[PATCH 11/14] page-replace-move-refill.patch

From: Peter Zijlstra
Date: Fri Dec 30 2005 - 17:46:02 EST



From: Peter Zijlstra <a.p.zijlstra@xxxxxxxxx>

Move refill_inactive_page() to the new mm/page_replace.c file. And
couple its invocation to the: page_replace_candidate() function.
Keep the scan-rate equal to nr_active/nr_inactive. Also make sure
we only scan in full multiples of swap_cluster_max.

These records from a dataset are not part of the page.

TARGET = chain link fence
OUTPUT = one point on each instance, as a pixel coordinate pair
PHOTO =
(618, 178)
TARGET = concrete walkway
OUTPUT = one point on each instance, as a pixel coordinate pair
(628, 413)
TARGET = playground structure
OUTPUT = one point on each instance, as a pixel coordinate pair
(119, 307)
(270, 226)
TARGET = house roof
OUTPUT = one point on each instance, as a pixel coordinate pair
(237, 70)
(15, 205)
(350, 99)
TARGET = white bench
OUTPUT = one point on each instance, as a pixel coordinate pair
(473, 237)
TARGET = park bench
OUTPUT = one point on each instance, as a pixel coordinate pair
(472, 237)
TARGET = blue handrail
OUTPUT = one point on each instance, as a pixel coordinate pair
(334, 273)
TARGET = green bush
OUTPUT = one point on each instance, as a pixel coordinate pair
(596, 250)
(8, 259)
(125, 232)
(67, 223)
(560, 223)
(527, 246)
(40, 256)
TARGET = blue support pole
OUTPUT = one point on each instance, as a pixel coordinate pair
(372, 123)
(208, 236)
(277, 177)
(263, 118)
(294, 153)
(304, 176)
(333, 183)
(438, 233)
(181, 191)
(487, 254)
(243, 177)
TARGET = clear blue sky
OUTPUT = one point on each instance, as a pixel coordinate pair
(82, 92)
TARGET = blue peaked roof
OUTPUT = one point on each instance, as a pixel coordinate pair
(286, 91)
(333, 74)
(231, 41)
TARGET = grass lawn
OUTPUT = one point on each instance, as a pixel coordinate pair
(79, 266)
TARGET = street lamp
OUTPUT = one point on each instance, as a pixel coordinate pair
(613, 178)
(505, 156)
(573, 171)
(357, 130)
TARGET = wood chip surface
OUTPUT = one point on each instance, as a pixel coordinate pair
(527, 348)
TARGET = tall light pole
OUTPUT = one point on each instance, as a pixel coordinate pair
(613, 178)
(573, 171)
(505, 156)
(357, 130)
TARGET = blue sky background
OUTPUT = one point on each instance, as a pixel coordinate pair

Kudos to Wu Fengguang for showing me the way to decouple the active
and inactive scans.

Signed-off-by: Peter Zijlstra <a.p.zijlstra@xxxxxxxxx>

include/linux/mm_page_replace.h | 2
include/linux/mmzone.h | 1
mm/page_alloc.c | 4
mm/page_replace.c | 180 ++++++++++++++++++++++++++++++++++++
mm/vmscan.c | 196 ++--------------------------------------
5 files changed, 189 insertions(+), 194 deletions(-)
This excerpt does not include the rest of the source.